Soms gingen wij naar ons predikingsgebied en troffen de meeste huizen in puin aan. In november viel er een bom op slechts een paar meter afstand van het huis waarin enkelen van ons woonden, waardoor de ruiten in duizend stukken werden geslagen. De zware voordeur kwam met een dreun naar binnen vallen, en de schoorsteen stortte in. Nadat wij de verdere nacht in een schuilkelder hadden doorgebracht, gingen wij uit elkaar en werden bij verschillende Getuigen ondergebracht.
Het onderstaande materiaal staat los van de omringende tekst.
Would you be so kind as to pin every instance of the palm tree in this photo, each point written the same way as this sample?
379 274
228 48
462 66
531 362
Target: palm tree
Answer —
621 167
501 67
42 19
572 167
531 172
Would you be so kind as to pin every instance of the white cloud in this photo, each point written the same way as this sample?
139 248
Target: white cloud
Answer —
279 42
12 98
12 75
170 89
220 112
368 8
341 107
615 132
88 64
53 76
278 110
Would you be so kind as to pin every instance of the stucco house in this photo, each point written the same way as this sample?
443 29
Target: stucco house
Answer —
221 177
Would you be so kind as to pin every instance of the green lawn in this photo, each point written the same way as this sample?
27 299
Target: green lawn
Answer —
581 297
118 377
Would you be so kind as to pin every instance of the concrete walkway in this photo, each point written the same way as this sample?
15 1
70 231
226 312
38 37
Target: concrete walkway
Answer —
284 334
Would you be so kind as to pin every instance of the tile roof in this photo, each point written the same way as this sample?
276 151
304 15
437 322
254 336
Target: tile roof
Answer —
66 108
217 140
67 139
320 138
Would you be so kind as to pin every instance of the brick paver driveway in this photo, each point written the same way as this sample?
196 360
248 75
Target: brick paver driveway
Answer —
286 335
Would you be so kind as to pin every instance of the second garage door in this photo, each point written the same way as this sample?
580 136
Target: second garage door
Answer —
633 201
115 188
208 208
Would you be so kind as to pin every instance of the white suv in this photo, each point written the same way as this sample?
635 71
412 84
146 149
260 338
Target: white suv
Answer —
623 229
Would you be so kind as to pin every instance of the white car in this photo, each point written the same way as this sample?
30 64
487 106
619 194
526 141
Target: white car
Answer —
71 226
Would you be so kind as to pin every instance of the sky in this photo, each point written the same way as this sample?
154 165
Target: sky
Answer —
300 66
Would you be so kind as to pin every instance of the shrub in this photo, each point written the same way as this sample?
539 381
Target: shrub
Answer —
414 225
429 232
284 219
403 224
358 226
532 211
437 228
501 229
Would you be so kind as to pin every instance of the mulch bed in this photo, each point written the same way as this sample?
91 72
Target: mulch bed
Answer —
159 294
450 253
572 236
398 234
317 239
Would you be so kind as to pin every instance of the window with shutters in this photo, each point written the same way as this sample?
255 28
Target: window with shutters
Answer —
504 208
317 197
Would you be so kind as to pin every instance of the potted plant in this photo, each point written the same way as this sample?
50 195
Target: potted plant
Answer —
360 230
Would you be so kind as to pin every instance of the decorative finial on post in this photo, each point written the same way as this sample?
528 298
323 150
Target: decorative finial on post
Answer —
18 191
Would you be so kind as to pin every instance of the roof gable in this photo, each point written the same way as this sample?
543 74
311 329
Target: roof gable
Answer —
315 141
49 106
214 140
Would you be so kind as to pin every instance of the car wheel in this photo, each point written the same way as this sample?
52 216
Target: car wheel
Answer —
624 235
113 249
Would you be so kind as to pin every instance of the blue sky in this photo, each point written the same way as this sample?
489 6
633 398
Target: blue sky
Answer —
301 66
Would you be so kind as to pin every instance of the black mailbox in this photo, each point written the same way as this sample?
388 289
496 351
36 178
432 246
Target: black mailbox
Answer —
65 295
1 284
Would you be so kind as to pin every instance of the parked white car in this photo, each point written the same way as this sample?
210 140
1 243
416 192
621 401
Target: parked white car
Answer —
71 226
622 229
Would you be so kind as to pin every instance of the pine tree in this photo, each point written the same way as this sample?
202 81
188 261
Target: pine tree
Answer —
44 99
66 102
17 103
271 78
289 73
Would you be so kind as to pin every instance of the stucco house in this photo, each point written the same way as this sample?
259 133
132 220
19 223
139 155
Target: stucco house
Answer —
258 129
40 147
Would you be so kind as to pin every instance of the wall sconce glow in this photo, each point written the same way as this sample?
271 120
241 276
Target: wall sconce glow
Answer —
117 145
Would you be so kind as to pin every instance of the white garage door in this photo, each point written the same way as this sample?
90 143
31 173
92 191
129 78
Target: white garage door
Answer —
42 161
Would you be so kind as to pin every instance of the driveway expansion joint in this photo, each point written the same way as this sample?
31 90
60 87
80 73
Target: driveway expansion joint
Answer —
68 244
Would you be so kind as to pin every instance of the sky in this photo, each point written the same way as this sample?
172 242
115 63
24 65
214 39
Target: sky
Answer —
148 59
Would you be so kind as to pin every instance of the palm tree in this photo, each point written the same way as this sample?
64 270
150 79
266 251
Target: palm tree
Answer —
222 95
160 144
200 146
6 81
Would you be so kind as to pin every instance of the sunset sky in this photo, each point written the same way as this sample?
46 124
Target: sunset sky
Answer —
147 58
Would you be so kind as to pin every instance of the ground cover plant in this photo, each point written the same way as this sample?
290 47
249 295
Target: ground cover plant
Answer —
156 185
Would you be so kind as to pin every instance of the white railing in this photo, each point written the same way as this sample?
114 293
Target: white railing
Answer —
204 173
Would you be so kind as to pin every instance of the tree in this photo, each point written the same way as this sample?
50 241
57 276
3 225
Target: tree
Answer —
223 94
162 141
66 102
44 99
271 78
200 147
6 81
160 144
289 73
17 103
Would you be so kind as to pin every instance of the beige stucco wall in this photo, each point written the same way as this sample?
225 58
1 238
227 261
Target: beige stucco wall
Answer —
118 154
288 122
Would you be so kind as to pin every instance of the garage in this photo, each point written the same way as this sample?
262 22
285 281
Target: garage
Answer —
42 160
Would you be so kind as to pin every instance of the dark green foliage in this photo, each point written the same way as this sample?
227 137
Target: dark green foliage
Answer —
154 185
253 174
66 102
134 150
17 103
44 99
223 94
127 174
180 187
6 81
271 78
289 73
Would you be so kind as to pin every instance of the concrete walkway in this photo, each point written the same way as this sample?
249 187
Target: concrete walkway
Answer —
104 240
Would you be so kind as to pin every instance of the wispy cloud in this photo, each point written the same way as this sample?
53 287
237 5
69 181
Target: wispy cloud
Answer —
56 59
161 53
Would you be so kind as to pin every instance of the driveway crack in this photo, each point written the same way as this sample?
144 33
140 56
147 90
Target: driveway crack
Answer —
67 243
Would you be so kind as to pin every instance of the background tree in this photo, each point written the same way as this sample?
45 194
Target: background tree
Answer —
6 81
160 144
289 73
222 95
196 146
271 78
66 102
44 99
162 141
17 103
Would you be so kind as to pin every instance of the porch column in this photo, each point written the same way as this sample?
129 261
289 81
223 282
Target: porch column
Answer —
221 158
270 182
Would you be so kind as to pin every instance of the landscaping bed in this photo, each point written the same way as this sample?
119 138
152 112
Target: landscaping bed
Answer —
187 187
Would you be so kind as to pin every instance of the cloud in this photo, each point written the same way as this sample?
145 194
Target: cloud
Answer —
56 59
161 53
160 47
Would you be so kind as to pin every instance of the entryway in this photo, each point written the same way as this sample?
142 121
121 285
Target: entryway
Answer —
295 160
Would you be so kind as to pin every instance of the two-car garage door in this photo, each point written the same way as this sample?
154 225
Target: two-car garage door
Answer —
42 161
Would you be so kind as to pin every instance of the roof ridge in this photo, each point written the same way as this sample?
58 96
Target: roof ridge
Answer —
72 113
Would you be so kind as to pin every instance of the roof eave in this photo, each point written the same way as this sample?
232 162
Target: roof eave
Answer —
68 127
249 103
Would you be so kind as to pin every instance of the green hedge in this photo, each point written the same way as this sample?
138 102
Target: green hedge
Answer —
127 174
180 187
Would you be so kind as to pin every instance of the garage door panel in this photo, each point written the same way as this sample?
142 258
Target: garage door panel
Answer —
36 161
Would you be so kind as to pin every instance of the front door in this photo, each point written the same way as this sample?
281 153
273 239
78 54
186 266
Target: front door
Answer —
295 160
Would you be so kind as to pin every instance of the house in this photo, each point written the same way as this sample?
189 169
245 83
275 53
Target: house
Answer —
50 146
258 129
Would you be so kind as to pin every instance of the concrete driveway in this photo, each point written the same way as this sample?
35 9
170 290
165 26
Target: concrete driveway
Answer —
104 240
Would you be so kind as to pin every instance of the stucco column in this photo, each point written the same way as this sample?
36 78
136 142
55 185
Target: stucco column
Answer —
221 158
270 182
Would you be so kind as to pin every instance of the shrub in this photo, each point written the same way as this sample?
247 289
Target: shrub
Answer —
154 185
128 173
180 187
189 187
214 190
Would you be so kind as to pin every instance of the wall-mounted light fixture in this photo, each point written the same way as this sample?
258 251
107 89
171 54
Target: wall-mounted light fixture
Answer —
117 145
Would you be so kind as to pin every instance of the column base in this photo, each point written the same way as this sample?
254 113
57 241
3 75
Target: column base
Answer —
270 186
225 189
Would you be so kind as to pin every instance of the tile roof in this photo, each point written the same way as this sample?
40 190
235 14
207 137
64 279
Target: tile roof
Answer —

Kort daarop ontving ik een toewijzing om in Croydon, in Greater London, te gaan werken. Mijn pionierspartner was Ann Parkin, wier broer, Ron Parkin, later coördinator van het bijkantoorcomité op Porto Rico werd. Daarna verhuisde ik naar Bridgend in Zuid-Wales, waar ik de pioniersdienst voortzette en zes maanden lang in een door een paard getrokken woonwagen bivakkeerde. Van daar uit fietsten wij zes kilometer naar de dichtstbijzijnde grote gemeente, in Port Talbot.
Ondertussen werd het publiek behoorlijk vijandig tegenover ons; zij noemden ons „conchies” (afgeleid van het Engelse „conscientious objectors”, gewetensbezwaarden). Dit maakte het moeilijk voor ons om onderdak te vinden, maar Jehovah zorgde voor ons, zoals beloofd.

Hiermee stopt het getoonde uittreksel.